On January 16, 1934, with his lungs destroyed by tuberculosis, died the combatant, intellectual, writer and revolutionary Rubén Martínez Villena, a poet recognized since his early youth who left a scarce work, because he focused all his energies to the revolutionary and partisan struggle.
In 1922 he graduated as Doctor in Civil and Public Law and began to work in the law firm of the Cuban scholar and anthropologist Fernando Ortiz, where he was nourished with anti-imperialist, revolutionary and progressive ideas in contact with other young people and personalities such as Pablo de la Torriente Brau and Emilio Roig de Leuchsenring.
Martínez Villena headed the Protest of the 13 against the outrages of the rulers of the time; he deployed a fruitful work in the Popular University José Martí and the Anti-imperialist League; he was also linked to the Falange of Revolutionary Action, the Retail Group and the Movement of Veterans and Patriots, and in 1927 he joined the Communist Party, organization where he was officially appointed Legal Advisor of the National Confederation of Workers of Cuba (CNOC).

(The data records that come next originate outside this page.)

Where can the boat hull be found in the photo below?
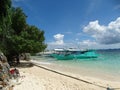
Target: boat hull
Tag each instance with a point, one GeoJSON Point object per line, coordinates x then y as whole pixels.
{"type": "Point", "coordinates": [86, 55]}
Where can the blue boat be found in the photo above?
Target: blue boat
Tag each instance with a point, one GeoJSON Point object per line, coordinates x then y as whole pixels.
{"type": "Point", "coordinates": [62, 54]}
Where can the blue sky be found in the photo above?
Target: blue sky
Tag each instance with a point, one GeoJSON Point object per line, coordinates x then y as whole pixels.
{"type": "Point", "coordinates": [75, 23]}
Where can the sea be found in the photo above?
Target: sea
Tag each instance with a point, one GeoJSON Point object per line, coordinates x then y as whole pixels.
{"type": "Point", "coordinates": [106, 66]}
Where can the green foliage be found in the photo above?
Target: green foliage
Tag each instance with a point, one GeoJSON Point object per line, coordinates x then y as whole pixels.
{"type": "Point", "coordinates": [16, 35]}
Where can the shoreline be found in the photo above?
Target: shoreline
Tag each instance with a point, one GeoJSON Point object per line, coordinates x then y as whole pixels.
{"type": "Point", "coordinates": [47, 79]}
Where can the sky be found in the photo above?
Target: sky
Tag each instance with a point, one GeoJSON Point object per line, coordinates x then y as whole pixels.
{"type": "Point", "coordinates": [84, 24]}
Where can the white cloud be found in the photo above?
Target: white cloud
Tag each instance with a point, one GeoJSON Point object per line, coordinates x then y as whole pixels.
{"type": "Point", "coordinates": [109, 34]}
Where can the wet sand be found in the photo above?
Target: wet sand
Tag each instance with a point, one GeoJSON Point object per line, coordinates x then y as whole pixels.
{"type": "Point", "coordinates": [39, 77]}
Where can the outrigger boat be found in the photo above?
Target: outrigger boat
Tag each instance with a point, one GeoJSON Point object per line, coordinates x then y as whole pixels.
{"type": "Point", "coordinates": [68, 54]}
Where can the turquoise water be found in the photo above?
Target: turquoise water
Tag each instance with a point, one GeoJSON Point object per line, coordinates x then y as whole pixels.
{"type": "Point", "coordinates": [107, 64]}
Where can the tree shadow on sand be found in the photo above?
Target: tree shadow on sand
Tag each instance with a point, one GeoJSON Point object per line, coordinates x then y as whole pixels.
{"type": "Point", "coordinates": [24, 64]}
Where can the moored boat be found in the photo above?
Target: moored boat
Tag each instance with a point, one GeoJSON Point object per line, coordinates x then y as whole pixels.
{"type": "Point", "coordinates": [68, 54]}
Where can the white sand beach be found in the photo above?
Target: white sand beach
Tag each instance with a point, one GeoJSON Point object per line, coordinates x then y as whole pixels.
{"type": "Point", "coordinates": [39, 78]}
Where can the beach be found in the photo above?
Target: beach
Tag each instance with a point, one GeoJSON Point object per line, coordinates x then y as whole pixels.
{"type": "Point", "coordinates": [37, 77]}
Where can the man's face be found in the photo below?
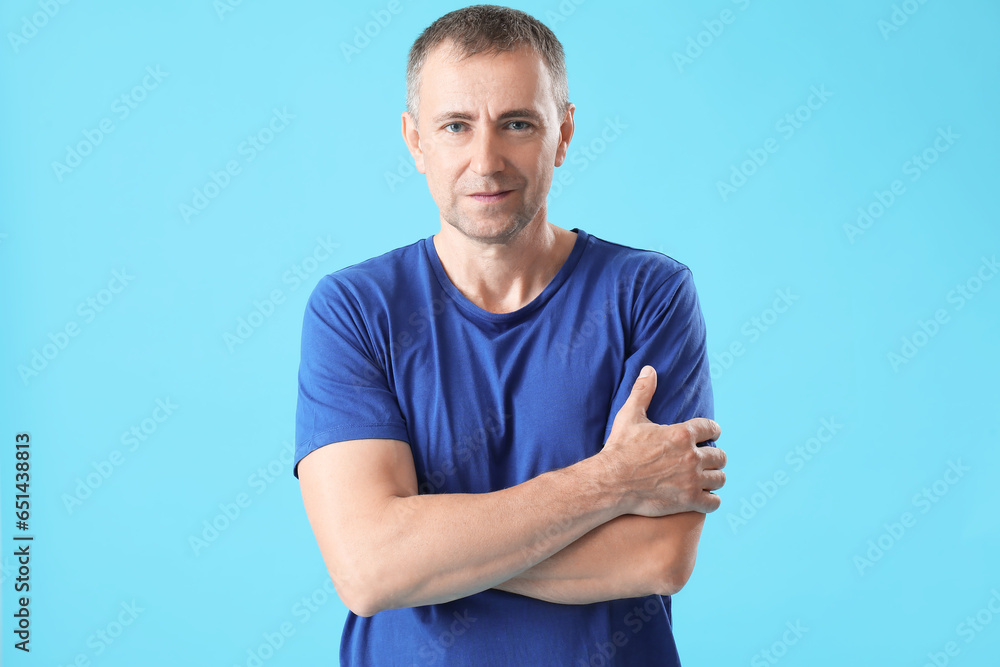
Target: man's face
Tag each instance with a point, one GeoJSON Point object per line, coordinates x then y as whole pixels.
{"type": "Point", "coordinates": [488, 124]}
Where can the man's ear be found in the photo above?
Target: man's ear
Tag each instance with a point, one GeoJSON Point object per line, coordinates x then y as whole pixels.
{"type": "Point", "coordinates": [412, 138]}
{"type": "Point", "coordinates": [565, 134]}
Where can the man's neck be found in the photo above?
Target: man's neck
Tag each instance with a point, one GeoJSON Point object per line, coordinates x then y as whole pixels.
{"type": "Point", "coordinates": [502, 278]}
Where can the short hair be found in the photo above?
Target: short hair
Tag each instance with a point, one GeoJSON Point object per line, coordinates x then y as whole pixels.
{"type": "Point", "coordinates": [488, 29]}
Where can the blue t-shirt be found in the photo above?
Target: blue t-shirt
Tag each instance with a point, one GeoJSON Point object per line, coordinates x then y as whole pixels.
{"type": "Point", "coordinates": [486, 401]}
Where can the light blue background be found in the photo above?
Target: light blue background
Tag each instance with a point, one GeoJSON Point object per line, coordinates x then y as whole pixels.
{"type": "Point", "coordinates": [324, 176]}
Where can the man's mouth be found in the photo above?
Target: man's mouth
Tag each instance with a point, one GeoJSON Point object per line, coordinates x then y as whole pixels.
{"type": "Point", "coordinates": [488, 197]}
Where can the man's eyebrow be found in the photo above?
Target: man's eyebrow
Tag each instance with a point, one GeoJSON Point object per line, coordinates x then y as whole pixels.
{"type": "Point", "coordinates": [513, 113]}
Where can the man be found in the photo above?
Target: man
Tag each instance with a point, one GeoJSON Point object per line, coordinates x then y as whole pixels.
{"type": "Point", "coordinates": [489, 478]}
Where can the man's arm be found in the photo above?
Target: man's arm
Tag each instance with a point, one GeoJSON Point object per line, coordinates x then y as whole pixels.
{"type": "Point", "coordinates": [613, 561]}
{"type": "Point", "coordinates": [617, 560]}
{"type": "Point", "coordinates": [387, 547]}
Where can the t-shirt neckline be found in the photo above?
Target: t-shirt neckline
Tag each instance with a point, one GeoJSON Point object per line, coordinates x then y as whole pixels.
{"type": "Point", "coordinates": [506, 318]}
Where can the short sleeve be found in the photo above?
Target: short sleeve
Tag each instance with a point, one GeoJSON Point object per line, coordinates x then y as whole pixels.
{"type": "Point", "coordinates": [343, 393]}
{"type": "Point", "coordinates": [668, 333]}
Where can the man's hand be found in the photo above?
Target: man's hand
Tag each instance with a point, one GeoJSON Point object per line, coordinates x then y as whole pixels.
{"type": "Point", "coordinates": [660, 467]}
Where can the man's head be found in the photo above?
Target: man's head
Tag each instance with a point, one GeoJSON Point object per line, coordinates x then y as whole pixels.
{"type": "Point", "coordinates": [488, 111]}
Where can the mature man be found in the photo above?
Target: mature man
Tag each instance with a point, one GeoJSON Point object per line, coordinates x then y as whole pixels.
{"type": "Point", "coordinates": [488, 481]}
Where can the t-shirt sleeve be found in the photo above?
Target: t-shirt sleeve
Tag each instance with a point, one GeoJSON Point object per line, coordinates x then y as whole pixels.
{"type": "Point", "coordinates": [343, 393]}
{"type": "Point", "coordinates": [668, 333]}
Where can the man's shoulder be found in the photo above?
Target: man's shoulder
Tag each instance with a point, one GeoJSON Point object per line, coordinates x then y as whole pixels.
{"type": "Point", "coordinates": [379, 275]}
{"type": "Point", "coordinates": [628, 261]}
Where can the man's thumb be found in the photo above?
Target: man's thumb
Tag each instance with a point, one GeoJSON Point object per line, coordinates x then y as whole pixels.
{"type": "Point", "coordinates": [643, 390]}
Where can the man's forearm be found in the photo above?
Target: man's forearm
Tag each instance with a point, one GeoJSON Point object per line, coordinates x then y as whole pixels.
{"type": "Point", "coordinates": [435, 548]}
{"type": "Point", "coordinates": [631, 556]}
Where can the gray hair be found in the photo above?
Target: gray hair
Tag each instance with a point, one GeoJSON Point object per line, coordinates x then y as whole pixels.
{"type": "Point", "coordinates": [488, 29]}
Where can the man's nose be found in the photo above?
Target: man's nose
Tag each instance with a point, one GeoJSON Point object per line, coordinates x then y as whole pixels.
{"type": "Point", "coordinates": [487, 153]}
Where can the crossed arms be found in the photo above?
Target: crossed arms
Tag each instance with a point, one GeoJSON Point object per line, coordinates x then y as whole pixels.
{"type": "Point", "coordinates": [623, 523]}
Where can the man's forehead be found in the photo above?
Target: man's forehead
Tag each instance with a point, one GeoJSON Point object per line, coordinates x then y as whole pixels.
{"type": "Point", "coordinates": [459, 82]}
{"type": "Point", "coordinates": [447, 58]}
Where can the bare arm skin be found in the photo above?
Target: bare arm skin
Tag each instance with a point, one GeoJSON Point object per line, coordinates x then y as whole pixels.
{"type": "Point", "coordinates": [386, 547]}
{"type": "Point", "coordinates": [631, 556]}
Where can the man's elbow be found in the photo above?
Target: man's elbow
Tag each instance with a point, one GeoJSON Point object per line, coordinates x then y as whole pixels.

After the death of Julio Antonio Mella, in 1929, and by agreement of the Central Committee, he became the main and most active leader of the Communist Party; despite being ill, he organized and led the strike of March 1930, which shook the foundations of the Machado regime; later he traveled to the former Soviet Union as a way to escape from police persecution and with the aim of trying to cure himself of tuberculosis.
As a leader of the Communist Party of Cuba he worked in Moscow in the Latin American Section of the III International; back in the country and seriously ill, he was the main organizer of the general strike of August 1933 that provoked the flight of the dictator Gerardo Machado.
Rubén Martínez Villena dedicated his last forces to organize the IV Workers Congress, sponsored by the National Workers Confederation of Cuba, event that concluded on this date; his funeral was attended by all the delegates with their credentials and the banners of the unions, followed by more than 20,000 workers who gave him a combative farewell in the Cemetery of Colón.